We own at the Pelican Resort but haven't been back in many years.  I've read recent reviews on tripadvisor and it sounds like it's really run down.  Does any timeshare owners have the latest update on it's condition?


----------



## dlgony (Dec 3, 2009)

*Not run down!*

Pelican is not a premier resort but it is hardly run down.  I was there two weeks this past July.  The pools were well maintained and the property in general is very nice.  The biggest problem is the unit you are assigned, or own, we stayed in F-3 a lower unit that is beach front.  It's main problem was plumbing, we needed the maintenace people to come fix their vacuum suction system on several occasions.  The second week we were up high in the B570's and it was much nicer.  Wonderful views and no plumbing issues.  We did see some tormented soles however part of the C building which are awful studios facing the new Marina building, which completly blocked their view of Simpson Bay and to add a special touch of distinction those units look out on the entrance road which has a fence with razor wire on the top.  I spent about an hour talking to the folks staying there and said to my wife I would have left as soon as I saw it.
The key at Pelican is to get a unit in a good location on the property.  There also is a problem with the overhyped and undersold Pelican Marina Residences.  You have to go there to check in and check out, which is a ROYAL pain, since you either have to walk a long distance up and down the hills or park in their crazy narrow driveway.
I would not say Pelican is run down but the resort itself could be run better.


----------



## deemac (Dec 4, 2009)

rynker said:


> We own at the Pelican Resort but haven't been back in many years.  I've read recent reviews on tripadvisor and it sounds like it's really run down.  Does any timeshare owners have the latest update on it's condition?

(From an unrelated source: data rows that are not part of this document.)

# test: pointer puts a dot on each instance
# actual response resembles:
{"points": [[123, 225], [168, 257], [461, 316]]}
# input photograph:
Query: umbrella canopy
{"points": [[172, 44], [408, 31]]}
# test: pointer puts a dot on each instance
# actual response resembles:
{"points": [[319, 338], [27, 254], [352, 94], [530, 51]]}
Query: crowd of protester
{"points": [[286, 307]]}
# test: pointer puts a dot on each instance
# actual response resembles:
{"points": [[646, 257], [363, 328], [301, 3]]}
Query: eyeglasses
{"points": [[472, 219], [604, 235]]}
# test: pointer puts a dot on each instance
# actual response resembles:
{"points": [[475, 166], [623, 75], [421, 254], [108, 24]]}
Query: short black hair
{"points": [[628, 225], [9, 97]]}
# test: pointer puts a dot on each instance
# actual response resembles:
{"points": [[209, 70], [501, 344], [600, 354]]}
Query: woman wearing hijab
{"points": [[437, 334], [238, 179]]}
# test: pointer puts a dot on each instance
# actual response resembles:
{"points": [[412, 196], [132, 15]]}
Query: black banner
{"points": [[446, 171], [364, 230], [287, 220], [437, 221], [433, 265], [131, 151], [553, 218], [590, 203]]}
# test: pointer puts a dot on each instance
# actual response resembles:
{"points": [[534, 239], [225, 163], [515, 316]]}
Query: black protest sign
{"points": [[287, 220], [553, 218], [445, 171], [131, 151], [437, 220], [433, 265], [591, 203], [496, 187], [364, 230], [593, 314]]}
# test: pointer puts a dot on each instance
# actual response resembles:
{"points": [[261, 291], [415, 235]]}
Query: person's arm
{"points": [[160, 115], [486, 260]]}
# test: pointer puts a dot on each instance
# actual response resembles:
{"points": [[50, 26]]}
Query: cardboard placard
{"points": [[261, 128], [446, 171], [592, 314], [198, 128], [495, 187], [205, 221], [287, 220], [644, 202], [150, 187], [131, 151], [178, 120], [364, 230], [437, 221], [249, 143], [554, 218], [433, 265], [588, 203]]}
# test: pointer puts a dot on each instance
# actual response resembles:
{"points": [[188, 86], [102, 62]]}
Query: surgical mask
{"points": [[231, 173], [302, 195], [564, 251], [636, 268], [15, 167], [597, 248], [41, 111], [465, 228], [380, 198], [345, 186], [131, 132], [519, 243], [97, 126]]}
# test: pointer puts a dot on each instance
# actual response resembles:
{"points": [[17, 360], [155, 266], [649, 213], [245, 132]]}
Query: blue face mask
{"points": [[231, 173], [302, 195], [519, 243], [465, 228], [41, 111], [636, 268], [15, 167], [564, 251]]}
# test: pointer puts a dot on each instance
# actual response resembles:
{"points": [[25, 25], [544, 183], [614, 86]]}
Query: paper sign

Pelican is by no means run down.     

I would say the only units not taken care of are in the F Bldg. (right on the water, and the most coveted units) 

   The lower B units were completely renovated this year (all were closed for many months this year -- scheduled to be reopened by year end)

There is similar renovation planned for ALL units.   New granite counters, new tvs, etc; almost complete reno is planned to begin soon for each bldg.

Yes, the Marina Residences bldg blocks the B units of Croton, but the units themselves are in great shape.  

Which units do you own?  

If you go to the Pelican website, info is posted there as to which units are renovated/being renovated.


----------



## rynker (Dec 6, 2009)

Thanks for the update.  We're in D6.  I'll check the website!


----------



## deemac (Dec 7, 2009)

rynker

The D-bldg units are quite nice.   The new Marina Residences Bldg have blocked  some of their waterviews.   But, other than that you will be quite pleased.

You now check in at the Marina Residences Bldg (versus next to the Casino)

You might be more alarmed by all the construction in the area/SXM.  
Buildings going up everywhere there is a 2x4 piece of land.


----------



## Greg G (Dec 9, 2009)

You'd think they would have updated the F units as their right on the beach and have great views.  We stayed in F2 back in 2000 and it was nice.

Greg


----------